I keep Controllers thin, Form Requests for validation/authorization, and Actions for business logic. When Actions perform multi-step changes, I wrap them in transactions to avoid partial writes and to keep side-effects consistent.
When to Use a Transaction
- Multi-write operations: create/update multiple models in one flow (record + log + attachments).
- Money/stock/quotas: anything that must be “all or nothing.”
- Cross-table invariants: totals, counters, status transitions spanning rows.
- External side-effects that can be deferred: do DB work in a transaction, queue side-effects after commit.
When to Skip
- Read-only endpoints.
- Simple single-row writes where failure risk is tiny and latency matters.
- Long-running or I/O-heavy work inside the transaction (avoid lock contention).
Reusable Transaction Helper
trait WithDbTransaction
{
protected function inTransaction(callable $callback)
{
return DB::transaction(fn () => $callback());
}
}
Attach to Actions that need atomicity:
class ApproveLeaveAction
{
use WithDbTransaction;
public function execute(ApproveLeaveRequest $request, Leave $leave): Leave
{
return $this->inTransaction(function () use ($request, $leave) {
if ($leave->status !== 'pending') {
throw ValidationException::withMessages(['status' => 'Not pending']);
}
$leave->forceFill([
'status' => 'approved',
'approved_by' => $request->user()->id,
])->save();
// queue side-effects AFTER commit
dispatch(fn () => Mail::to($leave->user)->send(new LeaveApprovedMail($leave)));
return $leave->fresh();
});
}
}
Why: any exception rolls back all DB changes; queued jobs run after commit so they don’t see partial state.
Avoiding Partial Writes
- Guard status transitions: check current status inside the transaction.
- Check ownership/quotas with fresh reads inside the transaction.
- Defer side-effects: queue emails/SMS/API calls after commit; pass IDs, not models.
- Use
fresh()after commit when returning data. - Consistent errors: throw
ValidationExceptionfor domain rules → 422.
Handling Contention
- Keep transactions short; no HTTP calls inside.
- Let DB constraints work (unique indexes, FK cascades).
- Use atomic increments for counters inside the transaction.
Testing Transactional Paths
- Happy path: assert data changes and jobs dispatched.
- Rollback: trigger a failing invariant and assert no rows changed.
- Partial-write guard: simulate an exception mid-way and assert first write is rolled back.

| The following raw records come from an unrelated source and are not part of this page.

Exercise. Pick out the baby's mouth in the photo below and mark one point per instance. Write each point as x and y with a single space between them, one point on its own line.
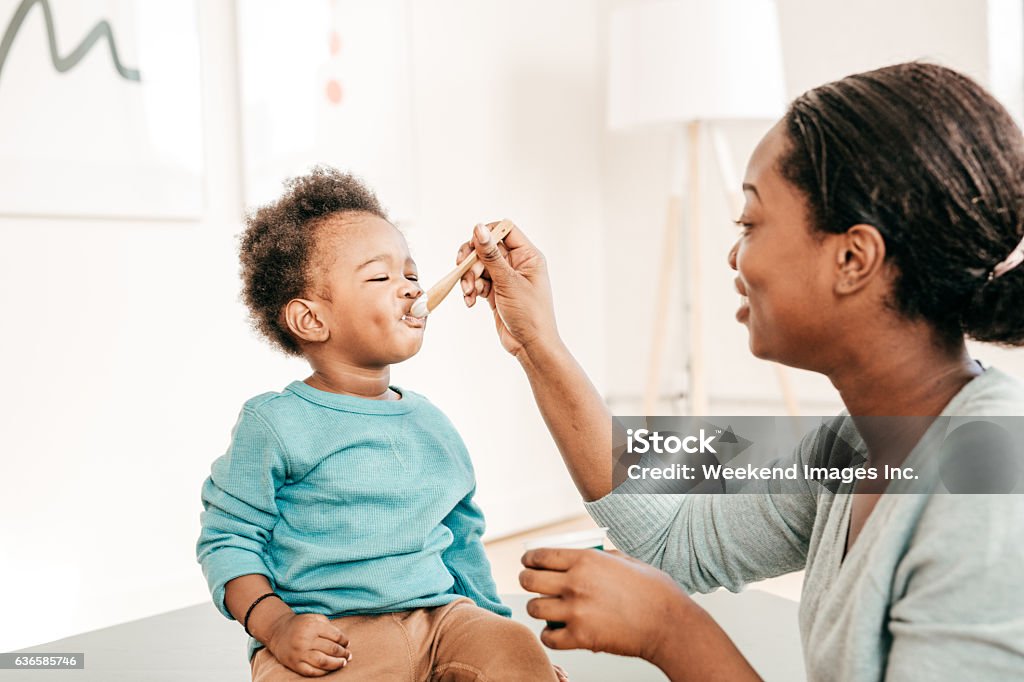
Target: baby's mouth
415 323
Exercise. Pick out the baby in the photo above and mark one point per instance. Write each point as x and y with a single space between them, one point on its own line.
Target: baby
341 519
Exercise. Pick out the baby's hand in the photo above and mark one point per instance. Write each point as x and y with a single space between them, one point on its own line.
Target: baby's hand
309 644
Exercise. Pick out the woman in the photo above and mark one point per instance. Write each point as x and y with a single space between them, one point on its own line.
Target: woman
883 223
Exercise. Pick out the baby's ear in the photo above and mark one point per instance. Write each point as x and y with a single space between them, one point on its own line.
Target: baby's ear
306 321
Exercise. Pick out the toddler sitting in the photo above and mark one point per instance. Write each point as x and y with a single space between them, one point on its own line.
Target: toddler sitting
339 526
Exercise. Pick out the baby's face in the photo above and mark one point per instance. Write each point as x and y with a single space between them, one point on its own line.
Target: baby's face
364 266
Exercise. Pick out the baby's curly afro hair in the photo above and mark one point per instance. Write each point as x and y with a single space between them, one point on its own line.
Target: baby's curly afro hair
278 246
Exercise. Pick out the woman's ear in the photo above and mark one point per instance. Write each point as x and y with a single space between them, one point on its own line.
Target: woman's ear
859 258
306 321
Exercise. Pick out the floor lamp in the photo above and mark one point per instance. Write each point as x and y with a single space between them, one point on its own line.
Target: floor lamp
687 65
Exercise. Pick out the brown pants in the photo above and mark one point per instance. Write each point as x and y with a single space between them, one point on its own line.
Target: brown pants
453 643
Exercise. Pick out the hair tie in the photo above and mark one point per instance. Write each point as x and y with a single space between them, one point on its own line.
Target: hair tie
1015 258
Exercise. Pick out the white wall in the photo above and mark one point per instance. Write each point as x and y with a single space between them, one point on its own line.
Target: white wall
821 41
127 357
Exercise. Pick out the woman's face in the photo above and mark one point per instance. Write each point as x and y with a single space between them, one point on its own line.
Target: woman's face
784 273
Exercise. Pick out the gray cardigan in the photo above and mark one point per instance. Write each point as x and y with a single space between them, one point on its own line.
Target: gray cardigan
932 589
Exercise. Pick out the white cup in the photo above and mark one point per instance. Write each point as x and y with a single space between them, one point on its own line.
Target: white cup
591 539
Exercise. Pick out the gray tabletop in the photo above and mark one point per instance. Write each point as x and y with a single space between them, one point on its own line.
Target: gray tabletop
198 643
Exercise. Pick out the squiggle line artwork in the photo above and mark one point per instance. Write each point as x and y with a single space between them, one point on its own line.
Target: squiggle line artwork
67 62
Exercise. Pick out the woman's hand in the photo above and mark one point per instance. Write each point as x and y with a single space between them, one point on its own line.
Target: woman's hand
513 276
308 644
608 602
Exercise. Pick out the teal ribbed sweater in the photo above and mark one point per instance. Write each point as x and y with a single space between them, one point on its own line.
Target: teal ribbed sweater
347 505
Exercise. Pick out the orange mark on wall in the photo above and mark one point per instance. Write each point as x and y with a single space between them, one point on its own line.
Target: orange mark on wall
334 91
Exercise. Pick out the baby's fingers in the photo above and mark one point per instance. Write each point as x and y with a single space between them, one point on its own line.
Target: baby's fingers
332 632
322 663
332 648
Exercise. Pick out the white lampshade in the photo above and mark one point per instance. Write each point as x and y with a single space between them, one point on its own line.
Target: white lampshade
694 59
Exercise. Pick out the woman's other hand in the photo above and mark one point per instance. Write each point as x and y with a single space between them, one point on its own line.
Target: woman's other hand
513 276
608 601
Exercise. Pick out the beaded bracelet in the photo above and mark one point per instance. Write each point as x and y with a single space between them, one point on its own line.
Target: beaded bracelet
245 624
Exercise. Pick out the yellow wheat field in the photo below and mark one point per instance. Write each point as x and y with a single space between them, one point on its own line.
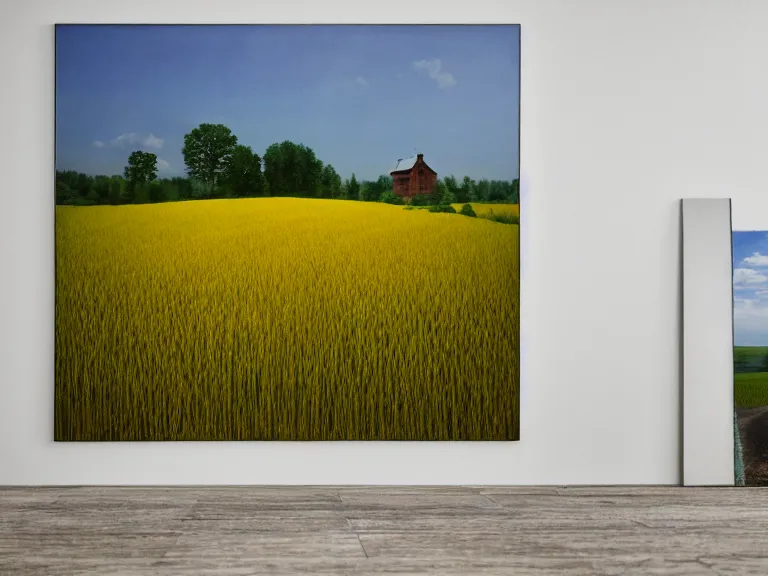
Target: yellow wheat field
284 319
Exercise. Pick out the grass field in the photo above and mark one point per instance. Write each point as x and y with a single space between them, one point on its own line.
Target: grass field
751 390
750 358
483 210
284 319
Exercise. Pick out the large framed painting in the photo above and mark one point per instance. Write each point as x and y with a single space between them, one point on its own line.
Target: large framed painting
287 233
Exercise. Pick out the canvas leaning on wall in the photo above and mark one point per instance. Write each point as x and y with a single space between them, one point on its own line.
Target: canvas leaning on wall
287 233
750 355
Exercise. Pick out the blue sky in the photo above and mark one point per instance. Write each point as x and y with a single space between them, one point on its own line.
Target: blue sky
750 288
360 96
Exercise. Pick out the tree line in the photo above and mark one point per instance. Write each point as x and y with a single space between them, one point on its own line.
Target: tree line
218 166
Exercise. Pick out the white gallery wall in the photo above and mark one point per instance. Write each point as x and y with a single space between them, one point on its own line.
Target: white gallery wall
626 108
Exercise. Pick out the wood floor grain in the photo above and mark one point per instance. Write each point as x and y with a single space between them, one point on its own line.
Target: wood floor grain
448 531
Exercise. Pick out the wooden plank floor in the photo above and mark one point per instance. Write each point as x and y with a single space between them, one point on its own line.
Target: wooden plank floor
377 530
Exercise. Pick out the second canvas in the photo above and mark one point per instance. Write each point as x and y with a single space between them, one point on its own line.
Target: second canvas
287 233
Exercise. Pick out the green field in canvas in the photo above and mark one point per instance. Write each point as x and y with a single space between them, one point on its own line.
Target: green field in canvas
283 318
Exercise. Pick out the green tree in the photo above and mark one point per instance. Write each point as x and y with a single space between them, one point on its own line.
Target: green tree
515 195
207 151
464 192
451 187
116 186
293 170
331 182
353 188
244 176
141 169
482 190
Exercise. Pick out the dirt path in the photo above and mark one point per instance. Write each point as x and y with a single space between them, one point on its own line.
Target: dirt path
753 428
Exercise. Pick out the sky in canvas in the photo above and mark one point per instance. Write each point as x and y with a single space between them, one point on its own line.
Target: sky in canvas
360 96
750 284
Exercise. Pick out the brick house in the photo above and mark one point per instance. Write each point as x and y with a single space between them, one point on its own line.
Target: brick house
412 176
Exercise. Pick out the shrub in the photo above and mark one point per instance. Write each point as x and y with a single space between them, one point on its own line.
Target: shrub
443 208
503 217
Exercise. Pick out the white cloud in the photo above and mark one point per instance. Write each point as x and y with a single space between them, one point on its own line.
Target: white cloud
756 259
748 276
153 141
123 139
434 69
133 139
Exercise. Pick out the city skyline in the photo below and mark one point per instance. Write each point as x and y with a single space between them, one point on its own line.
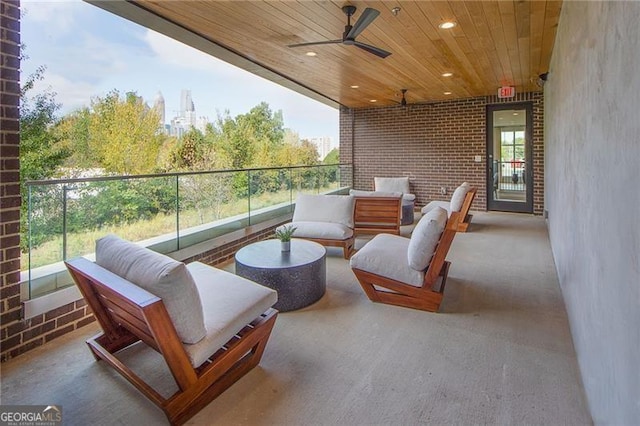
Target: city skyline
89 52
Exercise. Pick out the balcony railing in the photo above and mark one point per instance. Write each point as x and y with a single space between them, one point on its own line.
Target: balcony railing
167 212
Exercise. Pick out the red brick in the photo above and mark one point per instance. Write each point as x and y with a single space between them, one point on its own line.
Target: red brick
85 321
58 312
59 332
65 319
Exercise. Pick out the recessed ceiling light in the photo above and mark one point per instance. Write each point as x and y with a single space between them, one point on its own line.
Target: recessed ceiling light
447 25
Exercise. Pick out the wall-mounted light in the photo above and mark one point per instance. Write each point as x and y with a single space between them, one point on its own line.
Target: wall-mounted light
447 25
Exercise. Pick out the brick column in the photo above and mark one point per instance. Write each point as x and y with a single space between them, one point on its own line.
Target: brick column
9 167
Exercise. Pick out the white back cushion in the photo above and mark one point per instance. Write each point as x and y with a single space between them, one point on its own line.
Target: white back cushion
325 208
360 193
457 199
400 184
425 237
159 274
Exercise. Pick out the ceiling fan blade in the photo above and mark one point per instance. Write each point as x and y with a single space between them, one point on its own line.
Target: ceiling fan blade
365 19
313 43
372 49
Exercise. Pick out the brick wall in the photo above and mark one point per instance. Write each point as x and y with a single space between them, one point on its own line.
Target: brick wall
10 307
434 144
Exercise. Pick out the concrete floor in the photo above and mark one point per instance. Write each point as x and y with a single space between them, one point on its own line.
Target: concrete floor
499 352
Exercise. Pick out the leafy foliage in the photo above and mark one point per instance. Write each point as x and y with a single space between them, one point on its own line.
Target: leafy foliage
42 152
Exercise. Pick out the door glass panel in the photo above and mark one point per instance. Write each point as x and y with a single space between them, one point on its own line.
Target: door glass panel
509 155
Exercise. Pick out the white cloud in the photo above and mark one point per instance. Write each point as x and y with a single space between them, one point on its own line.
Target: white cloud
71 94
42 12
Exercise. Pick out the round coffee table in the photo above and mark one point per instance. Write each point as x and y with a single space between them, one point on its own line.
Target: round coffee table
299 276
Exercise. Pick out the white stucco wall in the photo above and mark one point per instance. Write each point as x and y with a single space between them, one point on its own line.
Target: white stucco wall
592 194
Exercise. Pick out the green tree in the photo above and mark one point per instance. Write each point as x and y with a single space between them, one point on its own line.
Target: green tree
120 134
42 152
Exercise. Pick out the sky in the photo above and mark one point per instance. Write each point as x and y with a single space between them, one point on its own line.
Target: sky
89 52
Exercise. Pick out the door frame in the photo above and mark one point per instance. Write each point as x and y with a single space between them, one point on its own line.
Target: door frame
501 205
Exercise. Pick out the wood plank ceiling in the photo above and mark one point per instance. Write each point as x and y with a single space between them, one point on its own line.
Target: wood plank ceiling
494 43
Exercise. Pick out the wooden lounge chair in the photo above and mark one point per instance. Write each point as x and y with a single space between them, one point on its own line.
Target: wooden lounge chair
326 220
386 275
464 216
461 201
129 314
377 212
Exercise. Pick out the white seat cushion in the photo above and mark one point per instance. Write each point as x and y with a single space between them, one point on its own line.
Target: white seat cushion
160 275
326 230
425 237
457 199
229 303
360 193
325 208
386 255
433 204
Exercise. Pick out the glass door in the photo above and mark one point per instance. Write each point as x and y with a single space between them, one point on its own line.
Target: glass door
509 148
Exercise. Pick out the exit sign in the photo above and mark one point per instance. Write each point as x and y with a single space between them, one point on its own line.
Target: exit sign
506 92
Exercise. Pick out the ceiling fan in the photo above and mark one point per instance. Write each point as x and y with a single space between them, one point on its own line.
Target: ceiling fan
351 32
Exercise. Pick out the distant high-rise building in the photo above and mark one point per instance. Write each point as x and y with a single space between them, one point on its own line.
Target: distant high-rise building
158 105
186 103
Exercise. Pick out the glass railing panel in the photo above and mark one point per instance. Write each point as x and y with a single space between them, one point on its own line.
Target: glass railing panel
45 226
164 212
211 204
270 193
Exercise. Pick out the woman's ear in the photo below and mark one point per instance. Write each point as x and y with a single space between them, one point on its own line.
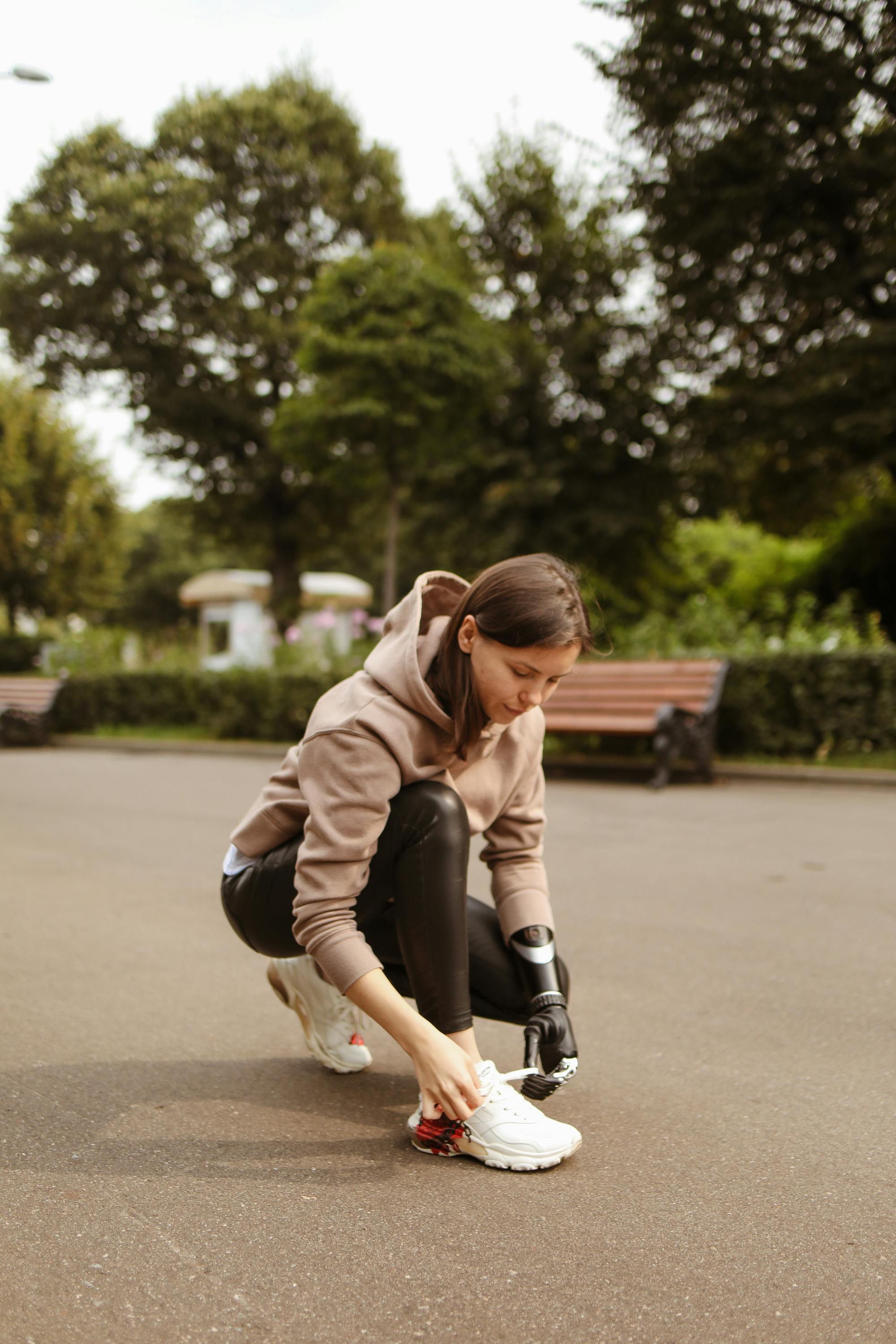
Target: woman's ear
466 633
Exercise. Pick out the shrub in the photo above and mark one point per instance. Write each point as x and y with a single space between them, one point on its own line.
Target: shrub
775 705
19 652
263 706
801 703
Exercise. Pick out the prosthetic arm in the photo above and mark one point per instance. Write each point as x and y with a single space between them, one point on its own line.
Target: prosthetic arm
548 1030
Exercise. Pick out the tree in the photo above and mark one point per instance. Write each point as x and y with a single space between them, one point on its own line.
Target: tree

- Idempotency: double-call doesn’t double-apply if forbidden.
- Events after commit:
Bus::fake()/Mail::fake()to ensure side-effects only on success.
Example rollback test:
public function test_approve_leave_rolls_back_on_invalid_status()
{
Bus::fake();
$leave = Leave::factory()->create(['status' => 'approved']);
$request = ApproveLeaveRequest::create('/leaves/'.$leave->id, 'POST');
$request->setUserResolver(fn() => User::factory()->create());
$this->expectException(ValidationException::class);
(new ApproveLeaveAction())->execute($request, $leave);
$this->assertEquals('approved', $leave->fresh()->status);
Bus::assertNothingDispatched();
}
Practical Tips
- Standardize on one transaction helper/trait.
- Name Actions with verbs so atomic ones are obvious (
Create,Approve,Cancel). - Add unique indexes and FK constraints; transactions + constraints give strong guarantees.
- In CI, run with DB refresh/transactions to catch isolation issues.
Takeaway: Wrap multi-step Actions in transactions, keep them short, defer side-effects, and test both success and failure paths to eliminate partial writes.